CSC heterogeneity issues have raised the question of whether molecular patterns of hepatocellular CSCs are equal in two cohorts of patients in Asia and Europe [7]. Although it is possible to assume that the investigated CSCs could differ in their molecular profiling, this comparative study demonstrated that mRNA expression of hepatocellular CSC marker CD90/Thy-1 was comparable in Eastern and Western patient groups. This fact can be successfully utilized in the planning of clinical trials devoted to the diagnostic and therapeutic issues in different populations of patients. Karagonlar et al. [8] enrich the information about the molecular features of hepatocellular CSCs. Thus, the authors have provided experimental confirmation of the role of KLF4 in CSC plasticity and dedifferentiation. This is an important study, showing a novel function of KLF in the modulation of expression of hepatocellular CSC markers.
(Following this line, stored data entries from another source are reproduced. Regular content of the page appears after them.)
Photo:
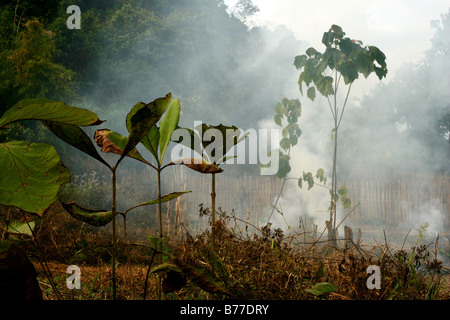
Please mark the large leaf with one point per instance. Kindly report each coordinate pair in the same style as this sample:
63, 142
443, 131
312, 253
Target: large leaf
45, 109
141, 119
229, 136
168, 123
113, 142
74, 136
30, 175
165, 198
97, 218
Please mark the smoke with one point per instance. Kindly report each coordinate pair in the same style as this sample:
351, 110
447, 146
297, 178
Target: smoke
227, 73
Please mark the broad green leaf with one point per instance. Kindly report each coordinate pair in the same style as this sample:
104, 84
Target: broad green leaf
165, 198
30, 175
346, 45
198, 165
74, 136
311, 51
300, 61
168, 123
97, 218
349, 71
142, 120
113, 142
324, 84
151, 141
327, 38
338, 31
19, 227
45, 109
311, 93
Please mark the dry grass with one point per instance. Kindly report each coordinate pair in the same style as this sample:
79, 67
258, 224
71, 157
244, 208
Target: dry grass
264, 264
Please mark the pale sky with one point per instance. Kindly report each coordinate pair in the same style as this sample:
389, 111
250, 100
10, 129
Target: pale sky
400, 28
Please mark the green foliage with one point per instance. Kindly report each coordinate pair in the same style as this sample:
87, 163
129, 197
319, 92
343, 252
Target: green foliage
97, 218
32, 173
347, 57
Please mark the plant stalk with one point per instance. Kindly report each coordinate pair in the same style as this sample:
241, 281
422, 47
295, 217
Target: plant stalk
114, 247
213, 212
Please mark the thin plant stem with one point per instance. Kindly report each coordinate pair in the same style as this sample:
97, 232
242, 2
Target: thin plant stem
114, 245
213, 211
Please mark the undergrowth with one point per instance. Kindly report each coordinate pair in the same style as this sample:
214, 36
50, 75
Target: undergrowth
250, 262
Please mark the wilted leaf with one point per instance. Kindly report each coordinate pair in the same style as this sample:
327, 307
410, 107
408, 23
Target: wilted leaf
74, 136
204, 279
322, 288
198, 165
174, 279
30, 175
19, 228
95, 218
311, 93
111, 141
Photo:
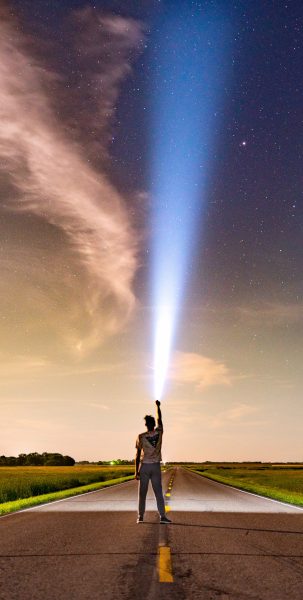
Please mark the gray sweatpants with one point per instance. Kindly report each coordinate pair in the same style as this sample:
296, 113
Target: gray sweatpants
151, 472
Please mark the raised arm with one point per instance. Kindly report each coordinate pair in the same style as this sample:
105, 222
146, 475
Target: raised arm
159, 415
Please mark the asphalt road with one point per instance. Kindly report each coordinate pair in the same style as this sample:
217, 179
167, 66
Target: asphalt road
223, 544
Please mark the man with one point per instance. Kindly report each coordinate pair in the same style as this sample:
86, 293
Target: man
148, 467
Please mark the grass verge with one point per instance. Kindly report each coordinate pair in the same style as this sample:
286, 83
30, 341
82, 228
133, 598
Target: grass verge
266, 490
15, 505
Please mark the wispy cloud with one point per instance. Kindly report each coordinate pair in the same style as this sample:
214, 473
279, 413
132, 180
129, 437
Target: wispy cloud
200, 371
48, 176
237, 413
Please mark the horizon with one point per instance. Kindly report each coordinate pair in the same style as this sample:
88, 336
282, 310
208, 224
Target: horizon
80, 156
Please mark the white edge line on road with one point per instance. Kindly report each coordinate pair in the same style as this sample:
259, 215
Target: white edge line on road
251, 493
16, 512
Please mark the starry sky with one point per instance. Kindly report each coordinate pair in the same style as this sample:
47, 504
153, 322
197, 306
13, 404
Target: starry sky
77, 87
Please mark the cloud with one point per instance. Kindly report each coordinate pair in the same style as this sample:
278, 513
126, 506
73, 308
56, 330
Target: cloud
91, 258
238, 413
198, 370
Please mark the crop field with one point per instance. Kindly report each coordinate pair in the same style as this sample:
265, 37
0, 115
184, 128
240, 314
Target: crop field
279, 481
24, 482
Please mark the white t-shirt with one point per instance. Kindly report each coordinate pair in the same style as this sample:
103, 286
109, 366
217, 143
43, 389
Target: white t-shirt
150, 444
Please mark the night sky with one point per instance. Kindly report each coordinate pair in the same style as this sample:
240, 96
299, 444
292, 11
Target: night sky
78, 83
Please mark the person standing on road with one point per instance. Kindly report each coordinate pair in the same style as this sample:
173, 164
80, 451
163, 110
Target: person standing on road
148, 467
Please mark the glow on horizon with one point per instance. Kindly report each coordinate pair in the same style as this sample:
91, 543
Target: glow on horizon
187, 76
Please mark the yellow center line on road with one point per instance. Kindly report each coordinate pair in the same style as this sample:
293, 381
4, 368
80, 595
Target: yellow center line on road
164, 565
Dionisio et al. [9] continue to consider CSC markers as predicting factors for unfavorable prognosis in cancer patients. They have reported that breast CSC markers CD44, CD49f, P-cadherin, EpCAM, and ALDH1 can be associated with a higher risk for brain metastasis development and poor clinical outcomes in breast cancer patients. This clinically relevant paper can help clinicians to better stratify their patients for personalized therapeutic management. CSC plasticity makes CSC research more complicated and difficult due to the unstable molecular and pathological properties of CSCs. Although stemness characteristics of triple-negative breast carcinoma (TNBC) cells can be unaffected, cellular metabolism is markedly changed under continuous stimulation of breast carcinoma cells by pro-inflammatory cytokines TNFα and IL-1β [10]. Additionally, pro-inflammatory cytokines are able to promote pro-metastatic cascades in TNBC and reduce the recruitment of monocytes and neutrophils in vivo. Therefore, chronic inflammation can be implicated in the formation of TNBC with more aggressive phenotypes, and this fact should be taken into account by clinicians.

The Guest Editor and authors hope that this Special Issue of Cells will be of great interest to scholars involved in cancer research.